Tuesday, July 14, 2009

Week 13.5: Pinkberry Wannabe


This week I had another fun food adventure. I made fro yo with Lisa! Ever since last summer when sisters, Jon, and I stumbled upon Pinkberry while wandering Greenwich Village, I have been obsessed. Fortunately I am able to get my fix of tart yogurty goodness since a similar venue (Mochi Yo) has opened here in Kansas City. If only it weren't so dang expensive. My solution? Homemade!

I searched and searched for recipes that might give me the desired outcome. I found quite a few recipes that claimed to emulate Pinkberry, many that just contained yogurt and sugar. I ended up choosing one from Recipezaar that was posted by a chick who claimed that she, too, was in love with Pinkberry, and had been on a similar quest to recreate this heavenly dessert at home. She had combined three recipes that she had found on the internet, which seemed like a recipe for success to me!

How did it go? I was pretty impressed. The texture was good, but softer than the real thing. I could try a different setting on the ice cream maker next time. The flavor was pretty close to what I was looking for, but not perfect. I could definitely taste the apple juice.

I may end up trying other recipes, but this one can definitely be a go-to for when my sweet tooth rears its ugly head... Now I just need an ice cream maker of my very own...

INGREDIENTS
10 ounces nonfat plain yogurt
4 ounces fresh green apple juice (I didn't know where to get this, so I just used Simply Apple)
2 1/2 ounces nonfat milk
2 ounces granulated sugar
5 tablespoons honey
5 tablespoons lemon juice
8 ounces whipping cream, sweetened

DIRECTIONS
1) Whip the whipping cream to a consistency where you can start to see the stroke marks of the whisk and slowly disappear. We put a little splenda in to make it "sweetened."

2) Add plain yogurt and mix well.

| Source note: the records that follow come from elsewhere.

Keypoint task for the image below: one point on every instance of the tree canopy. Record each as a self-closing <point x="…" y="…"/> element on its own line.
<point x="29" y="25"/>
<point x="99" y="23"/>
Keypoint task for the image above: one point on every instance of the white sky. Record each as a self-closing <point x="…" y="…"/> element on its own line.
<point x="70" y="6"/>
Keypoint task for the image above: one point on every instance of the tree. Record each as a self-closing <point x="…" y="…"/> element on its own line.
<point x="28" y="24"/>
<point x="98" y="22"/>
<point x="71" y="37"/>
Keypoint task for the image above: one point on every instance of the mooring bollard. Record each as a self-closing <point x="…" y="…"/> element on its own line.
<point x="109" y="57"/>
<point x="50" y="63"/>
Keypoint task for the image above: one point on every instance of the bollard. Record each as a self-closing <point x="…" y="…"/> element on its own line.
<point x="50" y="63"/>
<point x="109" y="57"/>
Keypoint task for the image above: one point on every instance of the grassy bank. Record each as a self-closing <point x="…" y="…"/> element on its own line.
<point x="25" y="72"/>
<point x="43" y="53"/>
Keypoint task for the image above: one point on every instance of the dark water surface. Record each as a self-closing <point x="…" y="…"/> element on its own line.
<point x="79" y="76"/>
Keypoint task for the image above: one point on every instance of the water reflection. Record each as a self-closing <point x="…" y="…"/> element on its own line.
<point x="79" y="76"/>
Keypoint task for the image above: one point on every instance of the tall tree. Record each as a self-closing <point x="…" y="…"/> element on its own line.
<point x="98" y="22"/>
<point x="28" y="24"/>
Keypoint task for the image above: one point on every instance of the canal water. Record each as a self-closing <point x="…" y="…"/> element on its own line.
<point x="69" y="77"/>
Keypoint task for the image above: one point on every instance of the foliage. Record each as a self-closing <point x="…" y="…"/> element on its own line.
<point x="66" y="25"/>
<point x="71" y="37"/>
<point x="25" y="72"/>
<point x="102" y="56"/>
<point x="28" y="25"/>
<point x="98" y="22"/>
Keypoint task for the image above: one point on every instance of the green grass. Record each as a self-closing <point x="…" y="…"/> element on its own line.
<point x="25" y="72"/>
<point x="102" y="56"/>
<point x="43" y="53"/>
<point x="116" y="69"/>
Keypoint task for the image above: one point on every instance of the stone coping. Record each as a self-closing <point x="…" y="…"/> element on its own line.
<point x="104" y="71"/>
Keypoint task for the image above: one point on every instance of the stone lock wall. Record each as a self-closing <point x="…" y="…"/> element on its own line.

Then add the rest of the ingredients.

3) Pour into ready to go ice cream maker (it may require freezing the bowl overnight).

4) The recipe said to scrape it down every 30 minutes to aerate it, but that wasn't necessary (or possible, really) with Lisa's ice cream maker.

5) Once it's at an ice cream/fro yo consistency, enjoy it plain or with toppings of your choice. Some popular Pinkberry toppings are fresh strawberries, kiwi, mango, peach slices, pineapple, blueberries, lychees, raspberries, chocolate chips, coconut shavings, Cap'n Crunch cereal, Fruity Pebbles, which chocolate chips, etc. Get creative!

*While the texture was smooth, creamy, and soft straight out of the ice cream maker, it wasn't quite the same after being saved in the freezer in a tupperware container. The taste was still great, but it was hard and had to be scraped into my bowl. It's probably best fresh!